There's an interesting debate raging in this thread between the veg*ns and the meat-eaters. I find it interesting, because on the one hand, there are veg*ns claiming that veg*ns don't prosletyze, despite the presence of people doing just that upthread. On the other hand, what the veg*ns are talking about is a very real phenomenon: meat-eaters who are angry at you for not eating meat.

Most vegetarians and vegans do not, in fact, prosletyze. While I do explain, when asked, my decision to only eat humanely raised meat, I've never finished up with " . . . and that's why you should too, you cruel, thoughtless bastard." Nonetheless, many people react as if I'd tacked on this last phrase, and spit. What the hell is wrong with me? Don't I understand that meat tastes good? That certified humane meat is expensive? That animals would do the same, and worse, to each other . . . etc. Yes, yes, thank you Dr. Insight, I have in fact heard each and every one of these devastating arguments at least a hundred times.

Those who, like me, have made ethical choices about our diets that we haven't asked anyone else to emulate, find the aggressiveness of these encounters puzzling; most of us have come to the conclusion that it is a psychological defense mechanism employed by people who think that we're right, but don't want to make the modest hedonic sacrifice necessary to comply with this ethical position. So you're not only not persuading us to change our ways; you're reinforcing our belief in the correctness of our choice.

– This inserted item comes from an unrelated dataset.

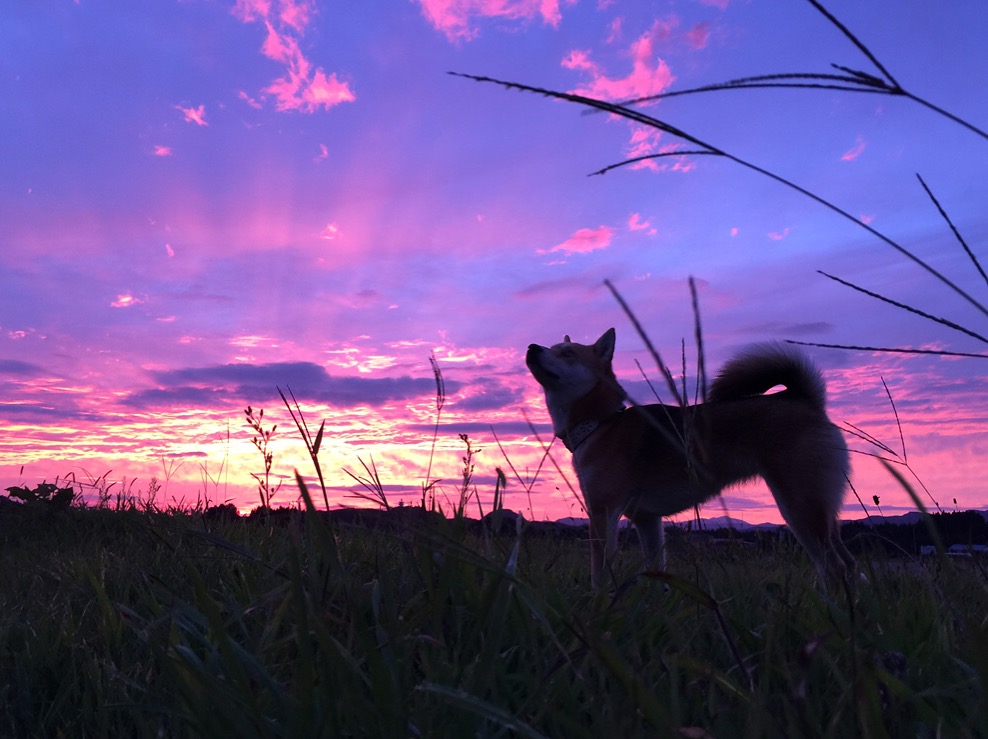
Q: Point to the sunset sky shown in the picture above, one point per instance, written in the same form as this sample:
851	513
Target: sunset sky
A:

To be sure, in some cases I'm just undoubtedly standing in for the annoying minority of vegetarians who have rudely and repeatedly pressed their case. Not that this is any more enjoyable for me. Please, if you would, go find the crushing boor who lectured you on your diet and prosecute your case with him. I'm perfectly willing to discuss why I do what I do, if you're interested, but while I'm happy to have converts, I'm not interested in recruiting them at the point of a verbal sword.

Meanwhile, vegetarians who feel that they must lecture the Great Unwashed: how many people have you converted? Count them up, right now. The answer would be "none", wouldn't it? Yes, that's right, the people you're hectoring are about as likely to come into the fold through your lectures as you are to be reborn in Christ through the efforts of that guy shouting about the Whore of Babylon on the 42nd Street subway steps. Just as he makes Christianity less attractive through his histrionics, you are, by convincing potential converts that vegetarians are a bunch of humorless jerks who spend most of their time lecturing hapless diners, probably driving people away. Plus, you're not only annoying them; you're annoying me by proxy. Please stop.

If you want people to become vegetarians, show them that it's not so bad to be a vegetarian. Feed them good vegetarian food. Have fun vegetarian parties. Live to be 100. It really is possible to lead a rich, satisfying meat-free life. But you wouldn't know it from the free-lance preachers in the hemp shoes.